Ein Blick in deine elektronische Patientenakte genügt und schon weiß dein Arzt und niemand sonst, was Sache ist – so würde E-Health in einer idealen Welt aussehen. Wir zeigen dir, was hinter E-Health steckt, wie weit Deutschland ist und welche Rolle der Mensch dabei spielt.

Das Silicon Valley gilt als Wiege der Digitalisierung: Was die Techies im einstigen Ödland im Westen der USA heute erfinden, ist morgen schon der nächste, heiße Trend. Es muss also etwas dran sein, wenn Apple plötzlich mit der privaten US-Krankenversicherung Aetna zusammenarbeitet und Google seiner KI beibringt, Krankheiten zu erkennen, oder?

Von coolen Gadgets bis zur ärztlichen Behandlung. Aber was ist E-Health eigentlich?

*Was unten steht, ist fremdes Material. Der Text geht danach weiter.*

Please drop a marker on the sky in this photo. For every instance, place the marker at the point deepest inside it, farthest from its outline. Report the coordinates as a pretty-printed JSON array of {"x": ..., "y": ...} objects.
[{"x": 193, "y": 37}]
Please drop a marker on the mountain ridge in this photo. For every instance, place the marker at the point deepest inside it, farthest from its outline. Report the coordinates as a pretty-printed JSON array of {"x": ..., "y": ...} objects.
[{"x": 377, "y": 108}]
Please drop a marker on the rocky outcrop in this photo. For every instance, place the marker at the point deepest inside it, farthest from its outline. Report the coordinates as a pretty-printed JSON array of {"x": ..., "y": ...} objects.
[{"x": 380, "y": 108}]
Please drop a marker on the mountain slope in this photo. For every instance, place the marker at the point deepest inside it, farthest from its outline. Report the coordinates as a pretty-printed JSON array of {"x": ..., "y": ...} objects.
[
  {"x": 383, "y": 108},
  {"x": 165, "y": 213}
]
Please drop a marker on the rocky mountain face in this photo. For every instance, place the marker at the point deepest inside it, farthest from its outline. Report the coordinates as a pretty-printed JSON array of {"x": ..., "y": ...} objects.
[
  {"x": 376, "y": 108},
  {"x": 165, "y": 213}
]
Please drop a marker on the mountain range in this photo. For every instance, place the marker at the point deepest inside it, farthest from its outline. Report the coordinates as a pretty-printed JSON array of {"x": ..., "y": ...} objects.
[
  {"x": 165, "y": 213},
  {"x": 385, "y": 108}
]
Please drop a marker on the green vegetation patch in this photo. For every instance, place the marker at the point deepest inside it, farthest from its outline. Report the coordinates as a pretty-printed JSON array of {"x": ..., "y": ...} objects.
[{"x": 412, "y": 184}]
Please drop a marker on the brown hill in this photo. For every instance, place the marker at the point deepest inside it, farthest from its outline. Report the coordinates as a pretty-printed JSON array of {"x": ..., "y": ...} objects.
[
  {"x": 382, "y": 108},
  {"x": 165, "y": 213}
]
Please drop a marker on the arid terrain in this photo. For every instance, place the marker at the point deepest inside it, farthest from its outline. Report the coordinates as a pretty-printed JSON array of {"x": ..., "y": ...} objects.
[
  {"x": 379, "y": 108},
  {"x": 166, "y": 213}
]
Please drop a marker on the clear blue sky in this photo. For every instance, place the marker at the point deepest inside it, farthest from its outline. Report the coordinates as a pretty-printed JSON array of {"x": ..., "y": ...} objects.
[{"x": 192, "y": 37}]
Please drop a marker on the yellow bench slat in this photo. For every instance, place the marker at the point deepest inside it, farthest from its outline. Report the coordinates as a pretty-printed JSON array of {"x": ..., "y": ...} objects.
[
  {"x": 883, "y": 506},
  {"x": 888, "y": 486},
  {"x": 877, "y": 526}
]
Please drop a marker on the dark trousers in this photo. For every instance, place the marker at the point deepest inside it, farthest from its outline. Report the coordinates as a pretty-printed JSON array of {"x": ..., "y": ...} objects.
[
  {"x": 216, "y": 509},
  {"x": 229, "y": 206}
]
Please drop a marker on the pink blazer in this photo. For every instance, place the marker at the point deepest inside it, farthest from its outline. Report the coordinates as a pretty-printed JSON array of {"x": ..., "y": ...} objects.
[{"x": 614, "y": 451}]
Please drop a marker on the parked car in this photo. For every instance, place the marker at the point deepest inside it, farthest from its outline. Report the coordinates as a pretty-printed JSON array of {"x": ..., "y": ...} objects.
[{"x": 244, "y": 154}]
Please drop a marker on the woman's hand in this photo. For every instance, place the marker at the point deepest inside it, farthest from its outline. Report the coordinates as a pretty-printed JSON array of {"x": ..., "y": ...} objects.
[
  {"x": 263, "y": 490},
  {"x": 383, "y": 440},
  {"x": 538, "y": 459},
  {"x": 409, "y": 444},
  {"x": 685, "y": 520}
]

Tatsächlich steckt die Gesundheitsbranche weltweit mitten in der Digitalisierung. Aber während Technologieriesen in den USA bereits an konkreten Projekten tüfteln und mit bahnbrechenden Ideen überraschen, ist Deutschland noch dabei, grundsätzliche Fragen zu klären – und scheint dabei nicht recht vom Fleck zu kommen. Wir zeigen dir, wo Deutschland bei E-Health heute steht, wo die Reise hingehen könnte und was das Thema für dich als Patient bedeutet.

Was ist E-Health?

Was ist E-Health?

Bei E-Health oder Digital Health geht es um den Einsatz von Informations- und Kommunikationstechnologie im Gesundheitswesen. Konkret kannst du dir darunter die Vernetzung von Produkten, Akteuren und Services vorstellen, die in irgendeiner Form mit Gesundheit zusammenhängen. Beispielsweise sind Produkte Medikamente oder Wearables, Akteure sind Patienten, Krankenhäuser, aber auch Konzerne, Apotheken und auch die Politik. Und unter Services fällt z. B. die Online-Buchung von Arztterminen.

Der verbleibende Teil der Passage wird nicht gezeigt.